“İstiare Metafor Değildir” in Garip Gerekçesi
Akademik

“İstiare Metafor Değildir”in Garip Gerekçesi

“İstiare (Eğretileme) Metafor Değildir”e Garip Bir Gerekçe: Aristoteles’te Kalalım

Son dönemlerin moda yaklaşımlarından biri de, eğretileme (istiare) kavramının metafor kavramını karşılayamayacağı. Dilbilimcilerimiz bu görüşte değil ama sosyal bilimcilerimizin çoğu böyle düşünüyor.

“Eğretileme (istiare) = metafor” anlayışını eleştirenlerin ana gerekçesi, “metafor”un içerikçe genişlemeye uğramış, apayrı bir kavram konumuna gelmiş olması. “Metafor” kavramı Batı’da geliştirilip genişletilirken “eğretileme” kavramının bizde aynı biçimde geliştirilmediği ileri sürülmektedir.

“Eğretileme” için yapılan bizdeki bu tartışmanın, belagatin diğer çevrelerinde, sözgelimi Arap ülkelerinde “istiare” için yapılıp yapılmadığı akla geliyor ister istemez. Bildiğim kadarıyla oralarda “istiare”nin “metafor”u karşılamadığına yönelik itiraz pek yok. Bu konu daha çok “yeni istiare anlayışı”, “modern dönemde istiare” gibi yaklaşımlarla ele alınıyor.

Bir konuda tarama yaparken rastladım “İstiare Metafor Değildir / İstiare is not Metaphor” başlıklı yazıya (Nurullah Şentürk, Uluslararası Sosyal Araştırmalar Dergisi, Sayı: 77, Nisan 2021). Bu yazıdan, Şentürk’ün önce “Aristo’da Metafor ve Metaforik Üslup” yazısına (Turcology Research, Atatürk Üniversitesi Yayını, 28.09.2022), sonra da “İstiâre ve Belâgat İlmi’ndeki Yeri” başlıklı doktora tezine (Erciyes Üniversitesi Sosyal Bilimler Enstitüsü Temel İslam Bilimleri Ana Bilim Dalı Arap Dili ve Belagatı Bilim Dalı, 2020) ulaştım.

“İstiare ve Belagat İlmi’ndeki Yeri” adlı doktora tezinin başlığındaki kesme iminin kullanım yeri (biçimi) dikkatimi çekti hemen. Başlığı böyle yazılmış bir tezi ciddiye almak biraz zordu. Ama okumak zorundaydım. Belagat-retorik-anlam bağlamında yazılmış makaleleri, kitapları okumaya mahkûm olmuştum bir kere! Önce doktora tezini, sonra diğer iki yazıyı okudum.

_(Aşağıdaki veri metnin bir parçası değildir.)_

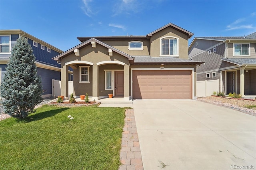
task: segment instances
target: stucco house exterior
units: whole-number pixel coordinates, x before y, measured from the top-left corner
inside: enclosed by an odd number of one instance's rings
[[[12,48],[21,35],[28,38],[36,57],[38,74],[42,79],[42,97],[52,96],[52,80],[60,80],[61,70],[60,63],[52,58],[63,51],[20,30],[0,30],[0,83],[6,73]]]
[[[146,36],[78,37],[80,44],[54,58],[61,63],[61,95],[68,96],[70,67],[77,97],[196,99],[203,63],[188,59],[193,35],[170,23]]]
[[[197,69],[198,83],[218,82],[206,95],[218,89],[225,94],[256,97],[256,32],[241,37],[195,37],[188,51],[189,59],[205,63]]]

Şentürk’ün, bu yazıyı tam ilgilendirmeyen “Lafız-Mana İlişkisi Açısından Hakikat ve Mecâz” başlıklı yazısını (Şarkiyat Mecmuası, sayı 40, 2022, s. 145-171) buldum arada, onu da okudum elbette.

İstiarenin belagat tarihindeki yeri ile ilgili bilgiler kimi kitap ve tezlerde yer alıyordu zaten. Ne var ki salt bu amaçla yazılmışına rastlamamıştım. Tezin yazarı da, “İstiare ilminin tarihi seyrine ilişkin müstakil bir çalışma olmadığı”nı belirtiyordu…

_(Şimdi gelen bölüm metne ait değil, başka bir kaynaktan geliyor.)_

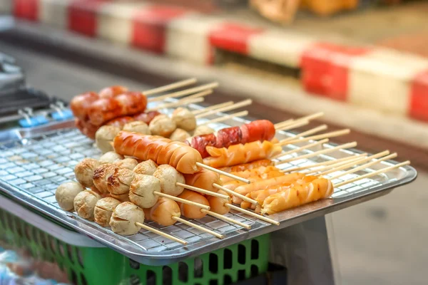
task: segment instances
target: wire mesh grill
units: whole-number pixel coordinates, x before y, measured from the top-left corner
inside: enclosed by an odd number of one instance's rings
[[[217,128],[224,128],[218,124]],[[285,138],[290,133],[282,133],[281,136]],[[61,209],[55,200],[55,191],[61,183],[74,180],[73,168],[85,157],[97,158],[101,152],[94,147],[93,142],[73,128],[62,129],[51,131],[41,135],[31,138],[23,138],[4,142],[0,145],[0,180],[10,185],[24,191],[34,199],[44,202],[49,207],[58,211]],[[286,146],[287,150],[297,147],[295,145]],[[310,153],[317,149],[305,150],[302,153]],[[336,156],[332,156],[335,154]],[[339,157],[355,154],[350,150],[340,150],[333,152],[332,156],[320,155],[312,159],[296,160],[280,165],[280,168],[309,165],[311,164],[333,160]],[[285,156],[283,159],[295,157],[298,154]],[[373,170],[365,170],[355,174],[342,177],[333,180],[339,182],[356,176],[367,173]],[[330,177],[335,176],[340,172],[331,173]],[[371,187],[376,186],[387,180],[384,175],[380,175],[372,179],[364,179],[335,190],[333,198],[348,195],[352,193],[364,191]],[[76,214],[70,213],[73,217],[81,219]],[[231,211],[225,216],[231,217],[244,224],[253,225],[256,219],[240,212]],[[220,234],[228,234],[243,229],[240,226],[218,220],[210,216],[203,219],[192,220],[196,224],[215,231]],[[260,222],[260,220],[257,220]],[[93,223],[96,224],[95,223]],[[161,227],[154,222],[148,223],[151,227],[161,229],[186,240],[189,244],[198,242],[213,237],[212,235],[199,229],[194,229],[181,223],[176,223],[169,227]],[[101,226],[96,224],[97,227]],[[116,234],[111,232],[111,234]],[[183,247],[180,244],[158,236],[146,230],[127,237],[129,242],[149,251],[163,252]]]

İstiare ile ilgili hemen her yazıyı, her kitabı okudum şimdiye kadar. İyi bildiğimi de sanıyorum bu konuyu. Doktora tezi (bağımsız bir çalışma) olunca da kaçıramazdım. Pek bilmediğim şey çıkmadı tezde. Daha ayrıntı, daha çok kaynak. Önemli bir çalışma yine de; okunmalı, el altında tutulmalı.

Katılmadığım, yanlış bulduğum kimi yerler var. Bu yazımın konusu (başlığıma dikkat!) dışındakileri şimdilik geçiyorum.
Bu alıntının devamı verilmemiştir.